Op 1 januari 2025 gaat hij in: de nieuwe Wet toelating terbeschikkingstelling van arbeidskrachten (Wtta). Regioplan stelt momenteel een kader op voor de evaluatie van deze wet, die op termijn moet zorgen voor een betere positie voor werknemers die worden uitgeleend aan een ander bedrijf (in het bijzonder arbeidsmigranten). Ook voeren we een nulmeting uit.
Arbeidsmigranten spelen een belangrijke rol in de Nederlandse economie, vooral in sectoren als de industrie, logistiek en land- en tuinbouw. Tegelijkertijd kent de uitzendbranche veel misstanden die met name arbeidsmigranten raken, bijvoorbeeld op het gebied van onderbetaling, huisvesting en gezond en veilig werken.
Om de positie van arbeidsmigranten te verbeteren, presenteerde het Aanjaagteam Bescherming Arbeidsmigranten (beter bekend als de Commissie Roemer) in 2020 het rapport Geen tweederangsburgers. Het rapport bevatte een groot aantal voorstellen om de positie van arbeidsmigranten in Nederland te verbeteren. Eén van de aanbevelingen: voer een verplichte toelating in voor uitzendbureaus, en geef werkgevers die met niet-toegelaten uitzendbureaus werken een boete. Het doel: misstanden en malafide praktijen in de uitzendbranche tegengaan.
Om dit doel te bereiken, wordt in 2025 een nieuwe wet ingevoerd: de Wet toelating terbeschikkingstelling van arbeidskrachten (Wtta). Dit betekent dat uitleners (uitzendbureaus) straks verplicht een ‘toelating’ nodig hebben die pas verstrekt wordt als zij voldoen aan een aantal vooropgestelde criteria. Niet-toegelaten uitleners mogen geen uitzendkrachten uitlenen. Tegelijkertijd wordt het inleners (organisaties die gebruik maken van uitzendkrachten) verboden om gebruik te maken van niet-toegelaten uitleners.
Met de Wtta zet de overheid een eerste stap om de rechtspositie van arbeidskrachten (arbeidsmigranten in het bijzonder) te verbeteren en om misstanden op de arbeidsmarkt tegen te gaan door malafide uitleners aan te pakken.
Vijf jaar na de inwerkingtreding wordt de wet geëvalueerd. Ter voorbereiding ontwikkelen wij de komende tijd – op verzoek van het ministerie van SZW – een kader voor de evaluatie van de wet.
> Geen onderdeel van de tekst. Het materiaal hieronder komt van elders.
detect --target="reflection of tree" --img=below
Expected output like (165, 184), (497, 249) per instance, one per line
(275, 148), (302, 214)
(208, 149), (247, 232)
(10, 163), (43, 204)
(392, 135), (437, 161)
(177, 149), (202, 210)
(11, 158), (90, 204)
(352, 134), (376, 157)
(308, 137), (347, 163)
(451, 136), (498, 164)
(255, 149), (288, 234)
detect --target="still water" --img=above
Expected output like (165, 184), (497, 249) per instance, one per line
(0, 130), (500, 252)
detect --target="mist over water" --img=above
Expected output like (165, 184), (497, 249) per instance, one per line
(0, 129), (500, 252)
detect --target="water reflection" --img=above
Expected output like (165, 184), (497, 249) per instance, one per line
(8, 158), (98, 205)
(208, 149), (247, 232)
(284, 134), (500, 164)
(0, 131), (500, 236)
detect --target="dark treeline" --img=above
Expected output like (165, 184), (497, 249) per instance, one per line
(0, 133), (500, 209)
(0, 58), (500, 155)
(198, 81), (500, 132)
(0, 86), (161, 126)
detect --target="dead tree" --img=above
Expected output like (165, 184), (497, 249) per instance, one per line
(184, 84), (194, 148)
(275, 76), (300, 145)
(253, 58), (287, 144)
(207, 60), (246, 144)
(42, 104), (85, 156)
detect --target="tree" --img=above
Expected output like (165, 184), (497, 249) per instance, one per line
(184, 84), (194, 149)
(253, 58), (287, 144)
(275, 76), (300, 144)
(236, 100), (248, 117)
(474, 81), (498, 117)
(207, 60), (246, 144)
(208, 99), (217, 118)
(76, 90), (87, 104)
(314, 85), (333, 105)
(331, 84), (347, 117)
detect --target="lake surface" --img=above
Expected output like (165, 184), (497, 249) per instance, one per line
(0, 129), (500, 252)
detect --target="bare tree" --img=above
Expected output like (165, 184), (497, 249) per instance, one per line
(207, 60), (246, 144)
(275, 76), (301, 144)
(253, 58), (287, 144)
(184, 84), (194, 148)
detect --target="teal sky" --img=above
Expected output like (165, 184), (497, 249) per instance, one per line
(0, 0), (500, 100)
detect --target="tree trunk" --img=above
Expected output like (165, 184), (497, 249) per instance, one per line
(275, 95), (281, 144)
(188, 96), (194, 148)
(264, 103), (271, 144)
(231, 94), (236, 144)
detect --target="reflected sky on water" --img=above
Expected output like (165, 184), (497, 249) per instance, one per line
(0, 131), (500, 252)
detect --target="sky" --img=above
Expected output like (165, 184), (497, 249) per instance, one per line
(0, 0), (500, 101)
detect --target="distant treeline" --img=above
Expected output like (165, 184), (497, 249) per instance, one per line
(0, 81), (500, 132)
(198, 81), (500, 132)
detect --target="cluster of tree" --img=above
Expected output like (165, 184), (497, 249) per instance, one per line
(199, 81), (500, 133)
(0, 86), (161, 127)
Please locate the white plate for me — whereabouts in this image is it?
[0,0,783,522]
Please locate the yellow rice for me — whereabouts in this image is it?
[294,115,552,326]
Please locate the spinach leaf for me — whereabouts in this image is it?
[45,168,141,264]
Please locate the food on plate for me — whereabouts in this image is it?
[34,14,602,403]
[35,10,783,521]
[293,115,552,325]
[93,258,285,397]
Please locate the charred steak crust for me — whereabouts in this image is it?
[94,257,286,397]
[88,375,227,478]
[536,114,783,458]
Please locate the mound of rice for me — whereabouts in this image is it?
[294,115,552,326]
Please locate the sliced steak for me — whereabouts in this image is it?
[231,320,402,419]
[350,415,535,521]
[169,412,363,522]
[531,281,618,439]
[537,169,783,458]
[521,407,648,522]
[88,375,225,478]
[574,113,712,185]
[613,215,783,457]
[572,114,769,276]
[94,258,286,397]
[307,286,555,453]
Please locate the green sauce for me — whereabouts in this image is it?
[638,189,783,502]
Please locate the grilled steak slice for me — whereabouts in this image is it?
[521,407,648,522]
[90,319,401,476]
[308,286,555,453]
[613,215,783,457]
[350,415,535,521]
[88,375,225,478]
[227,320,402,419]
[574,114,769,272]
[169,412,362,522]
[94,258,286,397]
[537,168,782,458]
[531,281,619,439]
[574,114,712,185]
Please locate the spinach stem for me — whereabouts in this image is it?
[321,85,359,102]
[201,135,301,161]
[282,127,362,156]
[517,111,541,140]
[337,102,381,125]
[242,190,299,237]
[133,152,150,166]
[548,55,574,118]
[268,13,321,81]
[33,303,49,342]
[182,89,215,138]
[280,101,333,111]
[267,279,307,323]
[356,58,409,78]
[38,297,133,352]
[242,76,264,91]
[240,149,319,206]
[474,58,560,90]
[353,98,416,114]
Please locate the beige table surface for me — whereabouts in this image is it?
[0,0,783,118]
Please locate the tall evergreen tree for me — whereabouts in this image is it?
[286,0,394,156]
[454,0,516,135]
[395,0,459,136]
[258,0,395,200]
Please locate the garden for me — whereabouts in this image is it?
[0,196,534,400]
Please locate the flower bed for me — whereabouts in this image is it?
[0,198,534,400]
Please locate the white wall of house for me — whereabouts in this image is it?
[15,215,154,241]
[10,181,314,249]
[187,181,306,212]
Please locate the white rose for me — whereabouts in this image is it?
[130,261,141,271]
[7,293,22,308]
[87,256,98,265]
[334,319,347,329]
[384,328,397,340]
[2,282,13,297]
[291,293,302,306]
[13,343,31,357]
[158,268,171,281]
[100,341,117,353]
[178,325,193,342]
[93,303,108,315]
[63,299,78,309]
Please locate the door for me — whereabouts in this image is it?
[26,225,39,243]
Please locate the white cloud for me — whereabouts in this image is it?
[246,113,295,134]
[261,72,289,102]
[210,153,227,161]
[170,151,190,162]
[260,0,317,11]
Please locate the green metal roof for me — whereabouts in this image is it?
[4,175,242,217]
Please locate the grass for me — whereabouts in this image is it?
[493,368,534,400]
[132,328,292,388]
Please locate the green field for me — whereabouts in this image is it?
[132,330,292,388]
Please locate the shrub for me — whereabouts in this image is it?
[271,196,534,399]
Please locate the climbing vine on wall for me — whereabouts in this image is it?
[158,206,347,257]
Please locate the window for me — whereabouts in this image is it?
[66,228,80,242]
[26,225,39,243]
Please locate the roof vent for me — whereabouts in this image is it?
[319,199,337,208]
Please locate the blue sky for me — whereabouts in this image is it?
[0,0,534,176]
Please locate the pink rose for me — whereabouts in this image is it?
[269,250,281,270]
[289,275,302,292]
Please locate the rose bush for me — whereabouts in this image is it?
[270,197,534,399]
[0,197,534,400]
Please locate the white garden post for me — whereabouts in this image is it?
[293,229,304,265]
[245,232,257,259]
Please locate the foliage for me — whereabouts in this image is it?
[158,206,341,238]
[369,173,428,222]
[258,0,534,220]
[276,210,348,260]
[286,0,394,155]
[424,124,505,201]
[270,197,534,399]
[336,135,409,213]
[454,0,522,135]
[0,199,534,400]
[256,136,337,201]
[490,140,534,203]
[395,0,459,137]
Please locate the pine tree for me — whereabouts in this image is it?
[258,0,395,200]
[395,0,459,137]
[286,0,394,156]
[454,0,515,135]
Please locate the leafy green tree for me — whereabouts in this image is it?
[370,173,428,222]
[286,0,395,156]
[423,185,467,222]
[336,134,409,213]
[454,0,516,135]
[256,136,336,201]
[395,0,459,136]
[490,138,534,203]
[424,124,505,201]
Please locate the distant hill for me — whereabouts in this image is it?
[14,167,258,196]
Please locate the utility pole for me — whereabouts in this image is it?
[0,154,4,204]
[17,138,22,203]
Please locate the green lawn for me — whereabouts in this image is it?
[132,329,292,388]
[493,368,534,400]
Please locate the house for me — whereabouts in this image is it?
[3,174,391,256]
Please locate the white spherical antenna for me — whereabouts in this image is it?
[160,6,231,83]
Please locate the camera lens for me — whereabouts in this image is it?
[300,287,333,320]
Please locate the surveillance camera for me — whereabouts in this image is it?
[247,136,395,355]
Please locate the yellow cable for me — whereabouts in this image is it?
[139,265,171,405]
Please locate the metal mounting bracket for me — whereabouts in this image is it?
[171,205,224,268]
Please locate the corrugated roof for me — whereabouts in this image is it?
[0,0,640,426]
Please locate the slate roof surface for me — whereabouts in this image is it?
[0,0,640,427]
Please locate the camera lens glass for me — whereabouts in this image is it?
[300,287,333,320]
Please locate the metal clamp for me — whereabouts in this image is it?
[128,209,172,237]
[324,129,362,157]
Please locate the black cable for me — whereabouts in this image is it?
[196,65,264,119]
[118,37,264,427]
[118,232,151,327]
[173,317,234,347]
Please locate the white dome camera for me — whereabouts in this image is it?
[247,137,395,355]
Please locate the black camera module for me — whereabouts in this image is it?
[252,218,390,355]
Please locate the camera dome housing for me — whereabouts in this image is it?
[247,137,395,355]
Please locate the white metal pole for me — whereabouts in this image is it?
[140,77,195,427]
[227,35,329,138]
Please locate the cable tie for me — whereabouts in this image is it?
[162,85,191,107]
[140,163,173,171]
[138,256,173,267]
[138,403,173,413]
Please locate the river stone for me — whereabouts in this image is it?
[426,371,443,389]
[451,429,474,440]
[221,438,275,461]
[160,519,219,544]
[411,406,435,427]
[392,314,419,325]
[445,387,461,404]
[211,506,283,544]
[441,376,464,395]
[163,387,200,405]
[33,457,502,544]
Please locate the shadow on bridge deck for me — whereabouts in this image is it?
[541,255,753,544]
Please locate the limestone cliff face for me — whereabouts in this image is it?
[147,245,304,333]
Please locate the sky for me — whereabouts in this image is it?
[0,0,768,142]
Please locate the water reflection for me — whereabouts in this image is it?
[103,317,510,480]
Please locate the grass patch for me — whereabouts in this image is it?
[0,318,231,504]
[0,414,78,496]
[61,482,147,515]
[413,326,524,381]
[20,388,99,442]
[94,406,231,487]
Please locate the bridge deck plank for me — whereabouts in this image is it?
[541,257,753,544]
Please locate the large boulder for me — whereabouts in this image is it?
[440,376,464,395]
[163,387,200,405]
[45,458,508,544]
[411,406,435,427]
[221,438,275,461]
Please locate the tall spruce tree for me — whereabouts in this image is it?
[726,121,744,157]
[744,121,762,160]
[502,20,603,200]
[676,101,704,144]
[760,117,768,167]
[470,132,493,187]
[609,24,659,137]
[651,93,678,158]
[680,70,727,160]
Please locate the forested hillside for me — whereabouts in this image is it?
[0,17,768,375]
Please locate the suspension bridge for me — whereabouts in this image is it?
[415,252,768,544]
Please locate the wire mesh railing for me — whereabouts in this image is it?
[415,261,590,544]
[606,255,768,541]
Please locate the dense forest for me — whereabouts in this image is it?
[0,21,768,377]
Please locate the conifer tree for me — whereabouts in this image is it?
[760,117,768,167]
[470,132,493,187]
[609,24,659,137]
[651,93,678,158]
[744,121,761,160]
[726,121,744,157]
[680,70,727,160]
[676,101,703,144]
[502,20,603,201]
Op basis daarvan voeren we ook een nulmeting uit, om de doeltreffendheid en doelmatigheid van de wet in kaart te brengen.
De eerste stap in het onderzoek is het beschrijven van de doelstellingen, de kernpunten van de wet, en op welke manier de wet veronderstelt dat de doelstellingen bereikt worden. Deze informatie biedt vervolgens een kapstok voor het bepalen van diverse indicatoren waarmee we kunnen meten of de wet voldoet aan haar doelstellingen.